Summer’s almost over.
It’s a bittersweet moment to grapple with. For me, it’s usually when I reconcile all the hopes and plans I made at the outset of the season. How was my summer? Did I get to do most of the stuff I wanted to do? What did I miss out on? Maybe next year, I say.

All throughout the month, I’m happy that I’ve been able to keep up playing Bokunatsu 2 nearly every day. It’s been a gift, playing a game that lets me check in for a bit, do my rounds, and then stops. Unlike Animal Crossing, where you can keep running around all day tending to your town, the days in Bokunatsu 2 eventually come to an end. Characters don’t have anything else to say. There’s nothing left to do. I appreciate that.
So what’s happened so far?
(Spoilers ahead for events and storylines in the game. If you’d rather experience it for yourself, feel free to ignore this. But if you’re curious, feel free to read on!)

All in all, it’s been an eventful month for Boku. From my first entry, I wasn’t able to gleam much more about who he is outside of the player avatar. The sparse moments where a bit of personality pop through are more there to remind you that he’s a kid. He intrudes and pesters (not with any ill will, mind you) because that’s just what kids do when they’re stuck in environments with lots of adults. It’s a nice bit of authenticity, the innocence and naïveté, even when you think, “Well surely you could figure this one out, Boku!”
But nope. He does his signature “pivot to the camera and head tilt” whenever there’s a major reveal. As if he’s unsure how to react and he’s looking to us for guidance. “Huh? What do you think she meant by that?” he seems to ask.

Now, I had already watched through nearly 2/3rds of Dia and Em’s playthrough of the game before starting it myself so I knew the Yoh x Yasuko, Ghost Wife, Estranged Mom, and Yoshika Undercover stories were coming. Those seem to be the major narrative beats in the game. And from what I can tell so far, the last one feels like the biggest of them all. In fact, it’s interesting to see the ways they breadcrumb it all the way through.
When you first meet Yashiko, she’s a little unclear on who she is and where she comes from, even telling something contradictory to Simon. If you talk to him enough, you get a sense that he knows something is off with Yashiko. He sees it in her eyes and often playfully teases her in the evenings about it. She has the newspapers in her room with the robbery story, there’s talk about it during mealtime one day, and Yashiko often talks about waiting for something or someone to appear (cue Boku in his confused thinking pose). It’s nice to see so much narrative design space in the game being used purposefully, building up towards something instead of merely providing flavour.

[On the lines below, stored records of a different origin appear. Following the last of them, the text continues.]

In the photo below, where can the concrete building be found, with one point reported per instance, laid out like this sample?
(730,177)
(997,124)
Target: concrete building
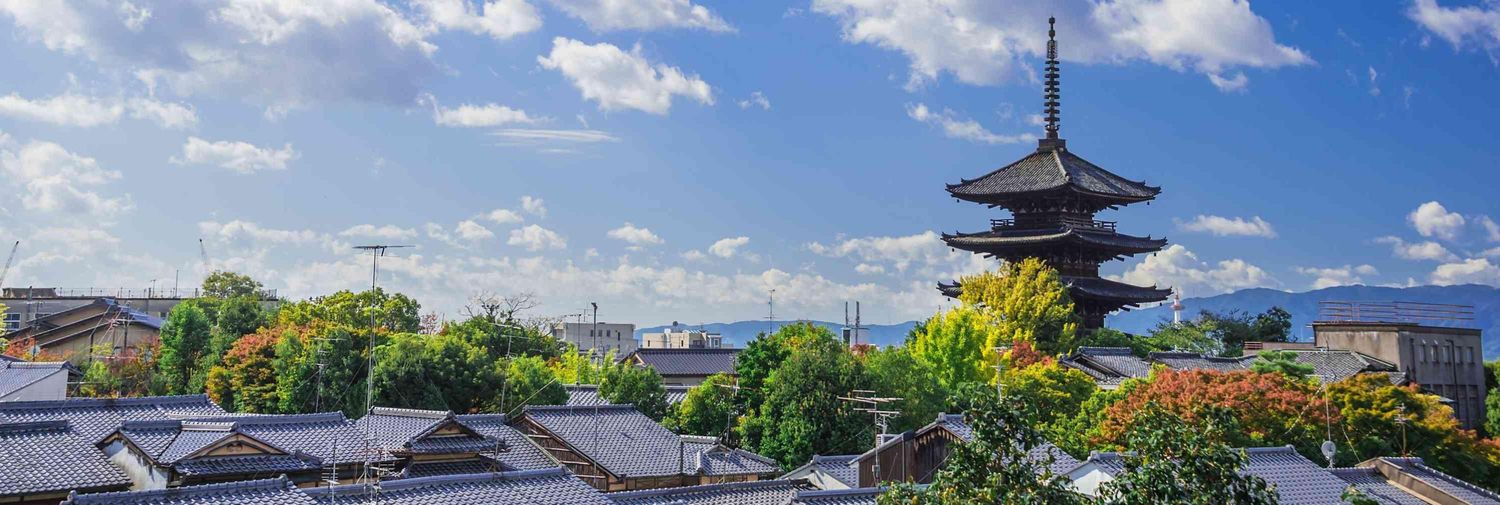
(1430,343)
(606,336)
(675,337)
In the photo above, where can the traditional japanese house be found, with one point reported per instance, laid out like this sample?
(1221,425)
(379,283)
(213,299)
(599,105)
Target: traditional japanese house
(1053,197)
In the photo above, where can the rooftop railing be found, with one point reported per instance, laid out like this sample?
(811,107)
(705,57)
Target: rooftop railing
(1407,312)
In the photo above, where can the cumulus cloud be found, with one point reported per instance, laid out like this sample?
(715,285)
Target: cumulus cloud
(1229,227)
(86,111)
(620,80)
(1467,271)
(1338,276)
(534,237)
(1433,219)
(990,41)
(1179,267)
(48,179)
(609,15)
(1424,251)
(240,158)
(635,236)
(1472,26)
(968,129)
(728,248)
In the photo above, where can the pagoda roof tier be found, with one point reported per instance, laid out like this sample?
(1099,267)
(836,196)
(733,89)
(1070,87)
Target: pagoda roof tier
(1026,239)
(1092,288)
(1052,170)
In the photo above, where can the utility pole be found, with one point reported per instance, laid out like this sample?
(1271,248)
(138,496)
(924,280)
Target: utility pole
(867,402)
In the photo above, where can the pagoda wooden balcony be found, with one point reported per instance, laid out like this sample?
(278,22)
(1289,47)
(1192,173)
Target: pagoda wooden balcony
(1089,224)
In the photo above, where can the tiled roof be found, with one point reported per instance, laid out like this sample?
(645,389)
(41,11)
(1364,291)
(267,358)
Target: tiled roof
(1446,483)
(531,487)
(1376,486)
(47,456)
(15,375)
(738,493)
(687,361)
(1049,170)
(840,496)
(521,453)
(411,432)
(618,438)
(263,492)
(93,418)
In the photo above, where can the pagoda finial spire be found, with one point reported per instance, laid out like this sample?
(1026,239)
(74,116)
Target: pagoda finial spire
(1052,95)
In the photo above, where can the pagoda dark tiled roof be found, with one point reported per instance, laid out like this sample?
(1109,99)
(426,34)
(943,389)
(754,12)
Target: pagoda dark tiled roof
(533,487)
(740,493)
(93,418)
(263,492)
(1049,170)
(842,496)
(687,361)
(521,453)
(48,457)
(1058,236)
(15,375)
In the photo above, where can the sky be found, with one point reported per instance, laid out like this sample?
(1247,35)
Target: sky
(680,159)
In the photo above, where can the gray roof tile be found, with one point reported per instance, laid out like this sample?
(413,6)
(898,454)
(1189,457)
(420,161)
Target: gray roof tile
(533,487)
(740,493)
(687,361)
(93,418)
(263,492)
(47,456)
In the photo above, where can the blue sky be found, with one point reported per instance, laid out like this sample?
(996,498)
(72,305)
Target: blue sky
(675,161)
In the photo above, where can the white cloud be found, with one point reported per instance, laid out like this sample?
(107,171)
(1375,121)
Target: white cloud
(1229,227)
(242,158)
(536,239)
(1338,276)
(1424,251)
(476,116)
(728,248)
(1179,267)
(387,231)
(1467,271)
(1433,219)
(498,18)
(609,15)
(635,236)
(756,99)
(471,231)
(966,129)
(1461,26)
(992,41)
(620,80)
(48,179)
(534,206)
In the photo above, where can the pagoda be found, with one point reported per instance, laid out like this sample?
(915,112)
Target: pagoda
(1053,195)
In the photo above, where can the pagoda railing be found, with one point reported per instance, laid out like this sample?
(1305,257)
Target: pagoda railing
(1100,225)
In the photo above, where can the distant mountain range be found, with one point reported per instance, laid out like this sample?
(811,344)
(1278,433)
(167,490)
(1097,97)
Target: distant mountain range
(1301,304)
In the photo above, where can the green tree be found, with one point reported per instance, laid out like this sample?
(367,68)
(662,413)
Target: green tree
(710,409)
(954,345)
(1281,361)
(626,384)
(899,373)
(528,381)
(1026,301)
(1179,462)
(996,466)
(185,340)
(230,285)
(801,412)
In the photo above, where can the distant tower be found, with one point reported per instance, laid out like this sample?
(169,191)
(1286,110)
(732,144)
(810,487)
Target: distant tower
(1176,306)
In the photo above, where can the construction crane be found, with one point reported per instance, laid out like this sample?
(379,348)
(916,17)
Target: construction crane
(6,268)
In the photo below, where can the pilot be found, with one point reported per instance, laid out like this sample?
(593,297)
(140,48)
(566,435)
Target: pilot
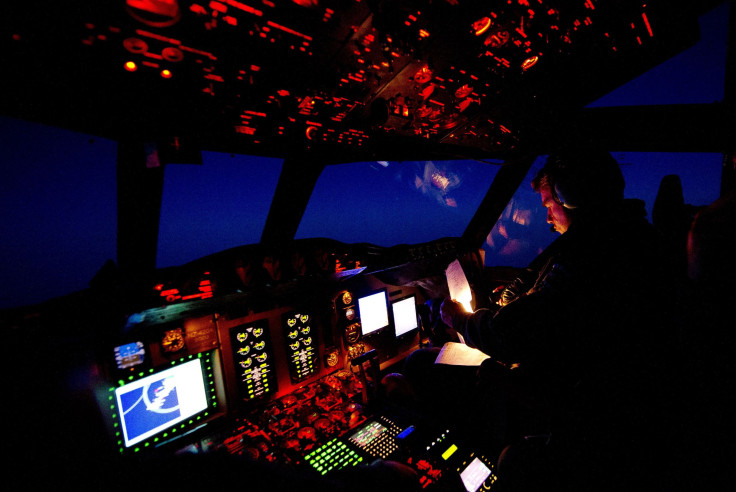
(582,340)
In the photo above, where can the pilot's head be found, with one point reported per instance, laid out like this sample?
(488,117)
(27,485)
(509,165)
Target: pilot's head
(579,183)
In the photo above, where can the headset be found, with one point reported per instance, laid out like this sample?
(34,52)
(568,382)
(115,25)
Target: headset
(584,178)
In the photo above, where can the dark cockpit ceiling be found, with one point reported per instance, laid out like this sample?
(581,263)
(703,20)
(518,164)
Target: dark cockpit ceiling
(348,80)
(321,82)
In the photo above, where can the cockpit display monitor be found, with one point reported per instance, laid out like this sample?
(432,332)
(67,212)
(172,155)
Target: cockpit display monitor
(405,315)
(253,359)
(301,345)
(129,355)
(161,401)
(474,475)
(373,311)
(367,434)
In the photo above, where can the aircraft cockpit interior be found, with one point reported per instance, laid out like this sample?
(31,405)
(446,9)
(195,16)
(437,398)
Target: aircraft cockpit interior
(258,345)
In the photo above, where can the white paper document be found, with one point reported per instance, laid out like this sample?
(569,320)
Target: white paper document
(458,354)
(458,285)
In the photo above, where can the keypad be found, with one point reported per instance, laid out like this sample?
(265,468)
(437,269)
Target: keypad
(333,455)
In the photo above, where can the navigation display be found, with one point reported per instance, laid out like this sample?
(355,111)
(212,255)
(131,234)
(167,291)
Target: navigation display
(405,315)
(160,401)
(373,311)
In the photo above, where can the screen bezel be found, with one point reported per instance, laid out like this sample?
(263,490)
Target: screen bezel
(385,306)
(412,330)
(203,402)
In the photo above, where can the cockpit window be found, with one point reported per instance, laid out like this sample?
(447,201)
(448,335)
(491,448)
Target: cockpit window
(695,76)
(390,203)
(522,231)
(59,221)
(698,173)
(219,205)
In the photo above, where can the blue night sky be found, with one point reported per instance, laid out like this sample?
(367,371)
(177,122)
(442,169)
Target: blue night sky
(58,192)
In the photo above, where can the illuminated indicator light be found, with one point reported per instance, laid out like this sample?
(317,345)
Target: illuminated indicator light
(290,31)
(529,62)
(482,25)
(649,27)
(244,7)
(141,32)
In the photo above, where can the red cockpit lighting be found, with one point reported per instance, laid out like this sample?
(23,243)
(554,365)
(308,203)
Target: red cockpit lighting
(423,75)
(529,62)
(481,25)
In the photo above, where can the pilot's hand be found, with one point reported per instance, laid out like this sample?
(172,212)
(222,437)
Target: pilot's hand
(449,310)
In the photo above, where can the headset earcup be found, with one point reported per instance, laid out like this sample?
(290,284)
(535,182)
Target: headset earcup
(566,194)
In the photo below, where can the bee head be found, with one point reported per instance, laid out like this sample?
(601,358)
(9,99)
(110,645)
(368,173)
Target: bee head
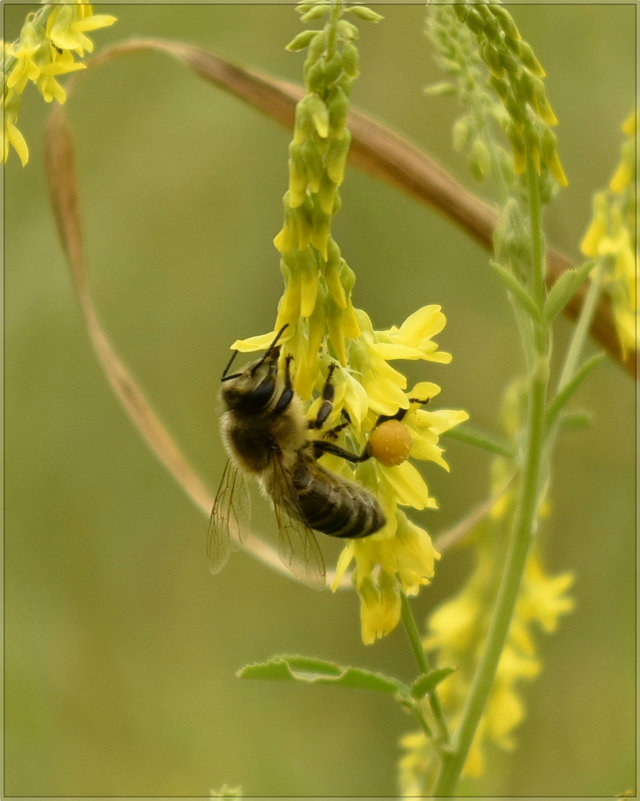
(252,389)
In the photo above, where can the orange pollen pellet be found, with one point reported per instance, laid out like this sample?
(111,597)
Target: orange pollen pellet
(390,443)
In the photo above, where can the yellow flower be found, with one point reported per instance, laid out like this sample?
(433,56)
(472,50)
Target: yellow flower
(457,630)
(324,332)
(43,50)
(12,136)
(611,238)
(67,23)
(25,68)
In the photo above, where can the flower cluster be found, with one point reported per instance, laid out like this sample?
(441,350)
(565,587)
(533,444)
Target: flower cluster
(48,41)
(457,630)
(326,332)
(611,237)
(515,75)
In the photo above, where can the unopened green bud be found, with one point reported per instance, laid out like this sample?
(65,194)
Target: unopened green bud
(312,164)
(492,59)
(332,69)
(529,60)
(337,156)
(316,12)
(347,30)
(338,105)
(314,75)
(301,41)
(365,13)
(327,193)
(505,20)
(350,59)
(319,114)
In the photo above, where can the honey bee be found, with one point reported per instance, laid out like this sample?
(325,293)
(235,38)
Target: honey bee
(266,434)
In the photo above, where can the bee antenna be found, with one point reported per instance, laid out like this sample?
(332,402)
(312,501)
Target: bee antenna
(272,347)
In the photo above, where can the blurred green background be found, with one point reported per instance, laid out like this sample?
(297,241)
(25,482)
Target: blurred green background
(120,647)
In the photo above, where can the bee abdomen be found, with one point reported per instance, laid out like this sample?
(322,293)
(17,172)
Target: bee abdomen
(335,506)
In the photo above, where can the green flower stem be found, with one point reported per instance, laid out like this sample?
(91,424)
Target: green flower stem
(581,329)
(524,522)
(537,239)
(416,645)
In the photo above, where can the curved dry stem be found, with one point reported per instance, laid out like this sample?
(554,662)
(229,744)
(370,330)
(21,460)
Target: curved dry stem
(64,199)
(374,149)
(381,152)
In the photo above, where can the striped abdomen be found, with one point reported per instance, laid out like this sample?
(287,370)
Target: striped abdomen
(329,503)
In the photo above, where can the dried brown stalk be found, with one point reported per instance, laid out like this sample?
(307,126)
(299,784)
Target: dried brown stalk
(374,148)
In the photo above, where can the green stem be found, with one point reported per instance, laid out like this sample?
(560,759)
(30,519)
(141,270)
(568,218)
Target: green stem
(581,330)
(416,645)
(523,526)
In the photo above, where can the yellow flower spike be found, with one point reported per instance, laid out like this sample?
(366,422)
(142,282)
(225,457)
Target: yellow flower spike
(335,287)
(44,49)
(356,400)
(67,23)
(251,344)
(406,484)
(25,68)
(380,608)
(335,332)
(308,288)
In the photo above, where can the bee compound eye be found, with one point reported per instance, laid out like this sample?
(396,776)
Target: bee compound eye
(258,397)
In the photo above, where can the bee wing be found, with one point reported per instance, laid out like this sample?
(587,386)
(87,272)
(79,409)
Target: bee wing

I’m still unsure how this beat is going to end or what impact these events will have in Boku’s life. It’s definitely meant to be the most exciting, action-packed event to happen on this little island in a while.
(I was talking to @cooltimesonline about it and we’re just hoping he doesn’t end up becoming a cop at the end of the game. Like… please, Boku. My son. You could do so much better.)
My favourite beat so far though is Hikari and Yasuko’s mom, Shizue, visiting. She’s a really interesting character in her own right, as a parent who set out on a career to help other kids even when she recognizes the irony that she messed up with her own and can’t reconcile things. Everything else in this game feels like YA drama, but this is something that feels comparatively adult. How do you manage the pull you feel to return to a place that’s not totally welcoming, or one that stirs up bad memories in the process? What do you do when you recognize that you’re not cut out for raising kids? Will your kids ever be able to understand you or forgive you? Should they? Her departure from the island is quiet and bittersweet, and I wonder if there was anything else I could have done to help. Or maybe that’s something even a simple Boku can’t fix.
I’ll do one last wrap-up post at the end of the month. Regardless of what happens next, more than finding a lunchbox full of gold bars, beating Takeshi’s ultimate weapon, or giving a ghost a massage, it’ll be Shizue’s visit and conflict that will stay with me long after this game (and month) is over.